Notably, a major point of division within the revolution is precisely the issue of US imperialism. It has been clear for a while that the dominant opposition figures were looking for military intervention to tip the balance of forces in their favour. The US, responding to the sarin gas attack in a Damascus suburb, recently threatened military intervention, and, despite the evident reluctance of allies to join in a full bombing attack, Obama began expanding the US Navy’s presence in the Mediterranean in preparation for an attack. The rationale for the attack — which has been seemingly deferred indefinitely pending the outcome of U.S.-Russian negotiations — was to “punish” the use of chemical weapons: a more futile argument for war has rarely been offered. “Punishment” in this context is incredibly nebulous: anything from breaking a window to destroying some military installations to full-scale invasion could constitute “punishment.” How much “punishment” is sufficient? What can be achieved by this that could not be achieved by the usual elite negotiations? At any rate, the Syrian opposition is divided, with the jihadi groups positioning themselves as the most hardened anti-imperialists. Full-blown warfare has broken out in the areas freed from government control between FSA battalions and jihadists, who are in turn waging a military struggle among themselves.

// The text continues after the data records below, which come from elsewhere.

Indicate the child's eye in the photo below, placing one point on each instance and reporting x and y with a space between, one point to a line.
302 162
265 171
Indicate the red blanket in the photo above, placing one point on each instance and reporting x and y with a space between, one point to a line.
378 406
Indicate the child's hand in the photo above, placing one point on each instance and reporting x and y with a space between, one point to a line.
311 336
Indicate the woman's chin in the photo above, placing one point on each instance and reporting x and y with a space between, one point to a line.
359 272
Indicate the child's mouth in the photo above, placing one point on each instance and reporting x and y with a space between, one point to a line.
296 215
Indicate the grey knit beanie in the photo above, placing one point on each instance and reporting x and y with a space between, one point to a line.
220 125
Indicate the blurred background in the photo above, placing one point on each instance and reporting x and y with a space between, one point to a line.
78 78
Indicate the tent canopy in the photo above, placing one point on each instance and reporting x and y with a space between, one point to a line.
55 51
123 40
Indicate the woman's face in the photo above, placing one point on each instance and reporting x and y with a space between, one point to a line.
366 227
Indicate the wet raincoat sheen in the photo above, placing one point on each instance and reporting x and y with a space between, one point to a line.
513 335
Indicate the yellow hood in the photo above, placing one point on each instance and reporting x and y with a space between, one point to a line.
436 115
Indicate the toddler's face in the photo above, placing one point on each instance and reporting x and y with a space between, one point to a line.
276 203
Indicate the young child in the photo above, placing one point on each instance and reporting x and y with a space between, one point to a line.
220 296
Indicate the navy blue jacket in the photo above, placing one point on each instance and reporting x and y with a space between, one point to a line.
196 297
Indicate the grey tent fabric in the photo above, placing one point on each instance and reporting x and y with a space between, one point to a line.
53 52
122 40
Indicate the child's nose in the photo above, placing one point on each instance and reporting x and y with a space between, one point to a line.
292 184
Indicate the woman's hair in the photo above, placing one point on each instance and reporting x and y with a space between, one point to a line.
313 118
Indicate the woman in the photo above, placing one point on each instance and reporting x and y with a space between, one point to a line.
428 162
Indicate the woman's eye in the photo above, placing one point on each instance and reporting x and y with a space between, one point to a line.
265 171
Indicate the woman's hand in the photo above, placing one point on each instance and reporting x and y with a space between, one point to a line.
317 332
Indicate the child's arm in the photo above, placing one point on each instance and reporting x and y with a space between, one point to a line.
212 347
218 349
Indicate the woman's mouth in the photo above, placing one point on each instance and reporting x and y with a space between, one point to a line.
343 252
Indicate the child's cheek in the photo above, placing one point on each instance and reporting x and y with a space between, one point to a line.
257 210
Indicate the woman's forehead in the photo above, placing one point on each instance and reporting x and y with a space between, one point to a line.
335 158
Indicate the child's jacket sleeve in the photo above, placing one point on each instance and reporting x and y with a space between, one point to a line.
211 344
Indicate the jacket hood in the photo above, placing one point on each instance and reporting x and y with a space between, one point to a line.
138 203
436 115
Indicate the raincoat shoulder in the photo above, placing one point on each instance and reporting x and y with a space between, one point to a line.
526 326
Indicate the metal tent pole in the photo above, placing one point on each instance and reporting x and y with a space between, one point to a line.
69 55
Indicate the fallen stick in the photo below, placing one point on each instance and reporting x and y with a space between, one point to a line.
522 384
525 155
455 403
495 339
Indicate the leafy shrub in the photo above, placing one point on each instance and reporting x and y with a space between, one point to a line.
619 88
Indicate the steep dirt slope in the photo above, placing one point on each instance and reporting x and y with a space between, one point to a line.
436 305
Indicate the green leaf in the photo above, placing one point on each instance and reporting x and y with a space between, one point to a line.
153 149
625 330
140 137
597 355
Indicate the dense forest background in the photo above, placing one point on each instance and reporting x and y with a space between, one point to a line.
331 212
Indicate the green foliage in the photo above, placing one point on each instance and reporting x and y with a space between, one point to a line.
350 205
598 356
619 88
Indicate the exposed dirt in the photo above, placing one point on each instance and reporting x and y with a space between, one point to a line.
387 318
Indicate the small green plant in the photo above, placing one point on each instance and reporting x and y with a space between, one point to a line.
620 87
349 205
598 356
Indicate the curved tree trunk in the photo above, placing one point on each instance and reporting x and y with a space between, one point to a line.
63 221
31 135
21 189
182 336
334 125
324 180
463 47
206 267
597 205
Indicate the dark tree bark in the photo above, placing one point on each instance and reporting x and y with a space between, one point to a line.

This raging battle is all the more incapacitating given the disproportionate role that salafist jihadi groups have assumed in the armed struggle. Despite certain alarmist reports which tend to merge salafist fighters with ‘Islamists’ in toto, these particular Islamist groups — who practise a literalistic and puritanical version of Islam — probably represent a minority of the total fighters. But the salafists are nonetheless better organised, according to the UN commission report, they have taken part in every major military operation of the opposition and have led a number of them. According to Foreign Policy, “jihadists are still the rebels’ most lethal weapon. Jihadist suicide attacks have been responsible for some of the most important strategic gains recently: Rebel groups besieged Mennagh military airbase in Aleppo for more than a year, for example, but were unable to completely capture it — until [the jihadi group] ISIS dispatched its suicide bombers on Aug. 5. The same thing happened at the Hamidiya military complex in the northern province of Idlib last month.” The salafists’ disproportionate role exacerbates sectarianism and suppresses opposition activism, retarding the development of the revolution.
It seems extremely unlikely at this point that the revolution will succeed. It was never going to be easy to break away the regime’s base, but if it hasn’t happened before this point in the struggle, it is less likely to happen now. The sectarian dynamic which the state has done so much to cultivate has a feedback effect in consolidating the unity and determination of loyalist fighters. There appear to be no good outcomes. The Syrian opposition may be forced to choose between years of a just war against a regime degenerating further into civil war and sectarian murder within a tripartite Syria, and an unjust peace, most likely negotiated between the US and Russia as much as between the opposition and the Syrian power bloc. Only Syrians can make that choice; others are fortunate not to have to.